Server Monitoring Best Practices: Keeping Your Ruby App and DynamoDB Clusters Alive on DigitalOcean

Proactive Health Checks for Ruby Applications on DigitalOcean

Maintaining the health of a Ruby application deployed on DigitalOcean requires a multi-layered monitoring strategy. Beyond basic CPU and memory utilization, we need to ensure the application itself is responsive and its critical dependencies, like DynamoDB, are performing optimally. This section focuses on implementing granular checks for your Ruby application.

Application-Level Health Endpoint

A fundamental practice is exposing a dedicated health check endpoint within your Ruby application. This endpoint should perform essential checks: database connectivity, cache status, and the availability of critical external services. For a Rails application, this can be implemented as a simple controller action.

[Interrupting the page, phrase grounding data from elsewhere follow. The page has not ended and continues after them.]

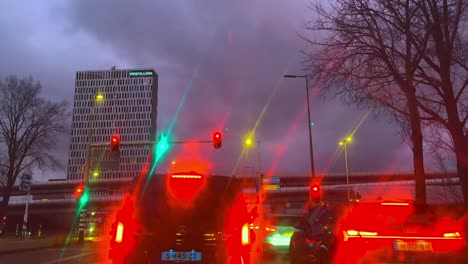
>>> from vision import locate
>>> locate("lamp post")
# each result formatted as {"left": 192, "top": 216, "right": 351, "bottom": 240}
{"left": 84, "top": 92, "right": 104, "bottom": 185}
{"left": 339, "top": 136, "right": 352, "bottom": 201}
{"left": 244, "top": 137, "right": 264, "bottom": 258}
{"left": 245, "top": 138, "right": 261, "bottom": 174}
{"left": 283, "top": 74, "right": 316, "bottom": 179}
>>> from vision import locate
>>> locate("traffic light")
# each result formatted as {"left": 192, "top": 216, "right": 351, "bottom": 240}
{"left": 213, "top": 132, "right": 222, "bottom": 149}
{"left": 74, "top": 184, "right": 84, "bottom": 198}
{"left": 310, "top": 184, "right": 321, "bottom": 202}
{"left": 74, "top": 183, "right": 89, "bottom": 206}
{"left": 110, "top": 134, "right": 120, "bottom": 152}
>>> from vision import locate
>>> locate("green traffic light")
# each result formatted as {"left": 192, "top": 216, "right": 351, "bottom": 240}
{"left": 155, "top": 133, "right": 170, "bottom": 161}
{"left": 79, "top": 189, "right": 89, "bottom": 206}
{"left": 311, "top": 122, "right": 315, "bottom": 127}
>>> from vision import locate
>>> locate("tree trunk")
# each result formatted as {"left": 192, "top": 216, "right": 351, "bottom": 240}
{"left": 0, "top": 192, "right": 11, "bottom": 218}
{"left": 453, "top": 134, "right": 468, "bottom": 210}
{"left": 408, "top": 93, "right": 426, "bottom": 206}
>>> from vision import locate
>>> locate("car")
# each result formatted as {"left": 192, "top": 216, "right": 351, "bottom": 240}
{"left": 262, "top": 215, "right": 300, "bottom": 256}
{"left": 289, "top": 199, "right": 465, "bottom": 264}
{"left": 108, "top": 171, "right": 254, "bottom": 264}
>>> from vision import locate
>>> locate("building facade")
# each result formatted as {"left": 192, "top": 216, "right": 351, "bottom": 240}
{"left": 67, "top": 68, "right": 158, "bottom": 180}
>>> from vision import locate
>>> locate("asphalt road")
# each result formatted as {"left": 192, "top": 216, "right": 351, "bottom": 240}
{"left": 0, "top": 240, "right": 290, "bottom": 264}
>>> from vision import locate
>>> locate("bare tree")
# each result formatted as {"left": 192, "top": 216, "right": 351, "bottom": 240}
{"left": 411, "top": 0, "right": 468, "bottom": 210}
{"left": 301, "top": 0, "right": 430, "bottom": 205}
{"left": 0, "top": 75, "right": 68, "bottom": 217}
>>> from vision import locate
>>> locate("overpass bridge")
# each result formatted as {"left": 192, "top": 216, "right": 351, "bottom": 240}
{"left": 0, "top": 172, "right": 461, "bottom": 234}
{"left": 2, "top": 171, "right": 460, "bottom": 214}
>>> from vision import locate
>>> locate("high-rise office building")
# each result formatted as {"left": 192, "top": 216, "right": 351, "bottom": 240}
{"left": 67, "top": 68, "right": 158, "bottom": 180}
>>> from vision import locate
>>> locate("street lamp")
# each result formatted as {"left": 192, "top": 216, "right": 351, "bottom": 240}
{"left": 339, "top": 136, "right": 352, "bottom": 201}
{"left": 244, "top": 137, "right": 261, "bottom": 174}
{"left": 283, "top": 74, "right": 316, "bottom": 179}
{"left": 84, "top": 92, "right": 104, "bottom": 185}
{"left": 244, "top": 136, "right": 265, "bottom": 258}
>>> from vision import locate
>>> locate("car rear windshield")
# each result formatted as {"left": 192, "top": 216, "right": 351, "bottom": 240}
{"left": 133, "top": 175, "right": 247, "bottom": 231}
{"left": 346, "top": 202, "right": 435, "bottom": 226}
{"left": 267, "top": 216, "right": 301, "bottom": 227}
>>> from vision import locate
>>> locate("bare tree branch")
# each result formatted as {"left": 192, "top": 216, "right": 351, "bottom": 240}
{"left": 0, "top": 75, "right": 69, "bottom": 216}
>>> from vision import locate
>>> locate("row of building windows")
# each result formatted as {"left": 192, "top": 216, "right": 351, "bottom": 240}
{"left": 74, "top": 90, "right": 152, "bottom": 102}
{"left": 69, "top": 133, "right": 152, "bottom": 148}
{"left": 75, "top": 78, "right": 152, "bottom": 87}
{"left": 69, "top": 136, "right": 150, "bottom": 153}
{"left": 72, "top": 112, "right": 151, "bottom": 123}
{"left": 73, "top": 105, "right": 152, "bottom": 116}
{"left": 72, "top": 127, "right": 152, "bottom": 138}
{"left": 76, "top": 70, "right": 155, "bottom": 80}
{"left": 75, "top": 84, "right": 153, "bottom": 95}
{"left": 71, "top": 119, "right": 152, "bottom": 132}
{"left": 67, "top": 154, "right": 148, "bottom": 167}
{"left": 73, "top": 98, "right": 152, "bottom": 109}
{"left": 69, "top": 145, "right": 149, "bottom": 155}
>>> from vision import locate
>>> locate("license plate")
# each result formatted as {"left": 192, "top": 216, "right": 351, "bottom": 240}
{"left": 393, "top": 241, "right": 433, "bottom": 251}
{"left": 282, "top": 231, "right": 294, "bottom": 237}
{"left": 161, "top": 251, "right": 202, "bottom": 261}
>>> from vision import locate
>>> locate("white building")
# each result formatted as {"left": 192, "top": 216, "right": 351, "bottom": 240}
{"left": 67, "top": 68, "right": 158, "bottom": 180}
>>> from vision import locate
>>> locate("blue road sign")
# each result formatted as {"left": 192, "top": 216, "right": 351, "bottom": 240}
{"left": 19, "top": 174, "right": 32, "bottom": 193}
{"left": 262, "top": 177, "right": 280, "bottom": 184}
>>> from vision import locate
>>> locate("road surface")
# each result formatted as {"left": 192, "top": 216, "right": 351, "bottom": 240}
{"left": 0, "top": 239, "right": 290, "bottom": 264}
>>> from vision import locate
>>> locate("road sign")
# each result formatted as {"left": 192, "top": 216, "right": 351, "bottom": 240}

Consider a basic implementation in Rails:

# app/controllers/health_controller.rb
class HealthController << ApplicationController
  def show
    # Check database connection
    unless ActiveRecord::Base.connection.execute('SELECT 1')
      render json: { status: 'error', message: 'Database connection failed' }, status: 503
      return
    end

    # Add checks for other critical services (e.g., Redis, external APIs)
    # Example:
    # unless $redis.ping == 'PONG'
    #   render json: { status: 'error', message: 'Redis connection failed' }, status: 503
    #   return
    # end

    render json: { status: 'ok', message: 'Application is healthy' }, status: 200
  rescue StandardError => e
    render json: { status: 'error', message: "An unexpected error occurred: #{e.message}" }, status: 500
  end
end

And its corresponding route:

# config/routes.rb
Rails.application.routes.draw do
  get 'health', to: 'health#show'
  # ... other routes
end

External Monitoring with DigitalOcean Monitoring and Prometheus

While the application-level health endpoint is crucial for internal checks, external monitoring is vital for simulating user experience and detecting issues before they impact users. DigitalOcean’s built-in monitoring provides basic infrastructure metrics. For more advanced application-level checks, integrating Prometheus with exporters is a robust solution.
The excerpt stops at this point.